ECE Seminar Lecture Series
Graph Semi-Supervised Learning for Point Classification on Data Manifolds
Luana Ruiz, Associate Professor, Applied Mathematics and Statistics and the MINDS and DSAI Institutes, Johns Hopkins University
Wednesday, March 25, 2026
Noon1 p.m.
601 Computer Studies Building
Abstract: Many modern classification problems involve data that live in high-dimensional spaces but exhibit strong low-dimensional structure. Motivated by the manifold hypothesis, this talk presents a graph-based semi-supervised learning framework that explicitly exploits this geometric structure to improve generalization. We model data as samples from an unknown low-dimensional manifold embedded in a high-dimensional ambient space. The manifold is first approximated in an unsupervised manner using a variational autoencoder, whose latent representations provide data-dependent coordinates. From these embeddings, we construct a geometric graph using Gaussian-weighted edges based on pairwise distances, turning the original classification problem into a semi-supervised node classification task on a graph, which we solve using a graph neural network.

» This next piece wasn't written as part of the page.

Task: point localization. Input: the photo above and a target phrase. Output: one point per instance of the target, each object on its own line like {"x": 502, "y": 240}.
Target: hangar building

The main contribution of this work is a theoretical analysis of the statistical generalization behavior of this data–manifold–graph pipeline. Under uniform sampling assumptions, we show that the generalization gap of the semi-supervised learning task decreases as the graph size grows, up to the optimization error of the GNN. We further show that a simple training strategy that periodically resamples slightly larger graphs during training leads to asymptotically vanishing generalization error.
We conclude with experimental results on image classification benchmarks, including MedMNIST, which support the theory and illustrate how leveraging learned geometric structure can improve both robustness and scalability in graph-based learning.
Bio: Luana Ruiz received the Ph.D. degree in electrical engineering from the University of Pennsylvania in 2022, and the M.Eng. and B.Eng. double degree in electrical engineering from the École Supérieure d'Electricité and the University of São Paulo in 2017. She is an Assistant Professor with the Department of Applied Mathematics and Statistics and the MINDS and DSAI Institutes at Johns Hopkins University, as well as the Electrical and Computer Engineering and Computer Science departments (by courtesy). Luana's work focuses on large-scale graph information processing and graph neural network architectures. She was awarded an Eiffel Excellence scholarship from the French Ministry for Europe and Foreign Affairs between 2013 and 2015; nominated an iREDEFINE fellow in 2019, a MIT EECS Rising Star in 2021, a Simons Research Fellow in 2022, and a METEOR fellow in 2023; and received best student paper awards at the 27th and 29th European Signal Processing Conferences.